The social media environment makes it easy for people to represent themselves online, but also makes it easy for people to fraudulently misrepresent others in the digital world. As digital avatars proliferate across platforms, verifying account ownership without compromising personal privacy becomes a challenge. This case demonstrates the frightening ease of using dating apps and social media to create social disruption and political turmoil.

Link to the rest at Just Security

In the old days of the Cold War between the Soviets and their Eastern European satellites and the West, the conflict provided lots of fodder for riveting books – think Tom Clancy and John le Carré – but lately, a much-shrunken Russia, with an economy based on selling oil to the West seems more like a Middle-Eastern fiefdom than an existential threat to a great many readers.

But, social media is free and credulous journalists are never in short supply, so perhaps some sort of online Cold War can be fashioned for the benefit of those who miss the old days.

James Bond as a suave computer engineering genius will take some serious creative work (“A Kombucha.
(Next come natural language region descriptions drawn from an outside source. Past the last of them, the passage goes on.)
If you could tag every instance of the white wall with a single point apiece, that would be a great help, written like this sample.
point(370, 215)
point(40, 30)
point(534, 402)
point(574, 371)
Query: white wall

Shaken, not stirred.”), but PG suspects the Ian Fleming estate might be interested in a discussion.

8 thoughts on “Next Step in Disinformation: How a Dating App Becomes a Weapon”

    • Good point, Felix. I’ve been following a few of the stories about China’s efforts to build a Social Credit System as a means of controlling the population.
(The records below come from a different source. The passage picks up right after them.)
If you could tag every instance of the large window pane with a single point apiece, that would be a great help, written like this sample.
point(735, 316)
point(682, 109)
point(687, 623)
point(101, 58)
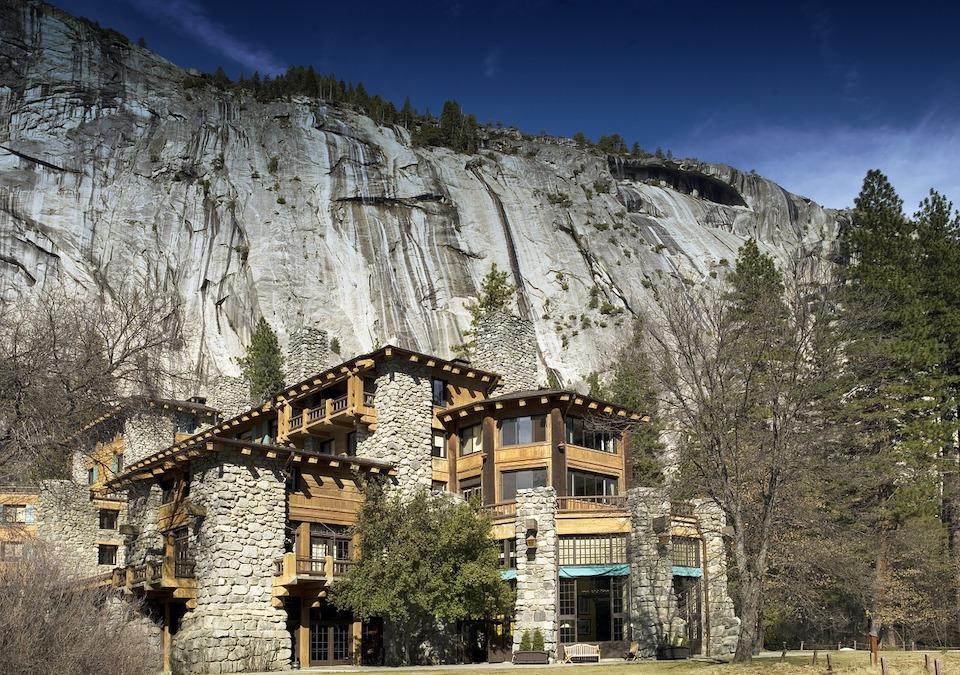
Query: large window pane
point(512, 481)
      One thought that occurred to me is whether a government faction planning a coup to seize power would include plans to take control of the Social Credit System so the coup leaders could cut off access to a wide range of services – internet, cell phone, access to public transportation, etc., for the targets of the coup and their supporters.

      • It would have to be.
        Step one in a campaign to polarize the society and turn it against the entrenched powers.

        Way back in THE MOON IS A HARSH MISTRESS the lunar rebels did just that. The central computer had gone sentient and aligned with the would be rebels. First they polarized the city, then they sparked riots. Good old Mycroft started “playing jokes”. Then it just locked the UN Troops in their barracks and the revolutionary committees took over.

        A country with a social credit system would be open to all kinds of disruption: null-ing the government aparatchicks, sending the police and the troops to the hinterlands or to suppress each other. Flooding citizens’ accounts with cash. Turning off utilities in different zones, herding flash crowds hither and yon.

        At at one point or another we’ll see all that. If not by rebels, by criminals covering their tracks.

  1. Only a matter of time before faked photos appear of PG on a date with Randy Penguin?

    The diabolical plot to discredit our beloved PG would likely be funded by the Vanity Press Cartel.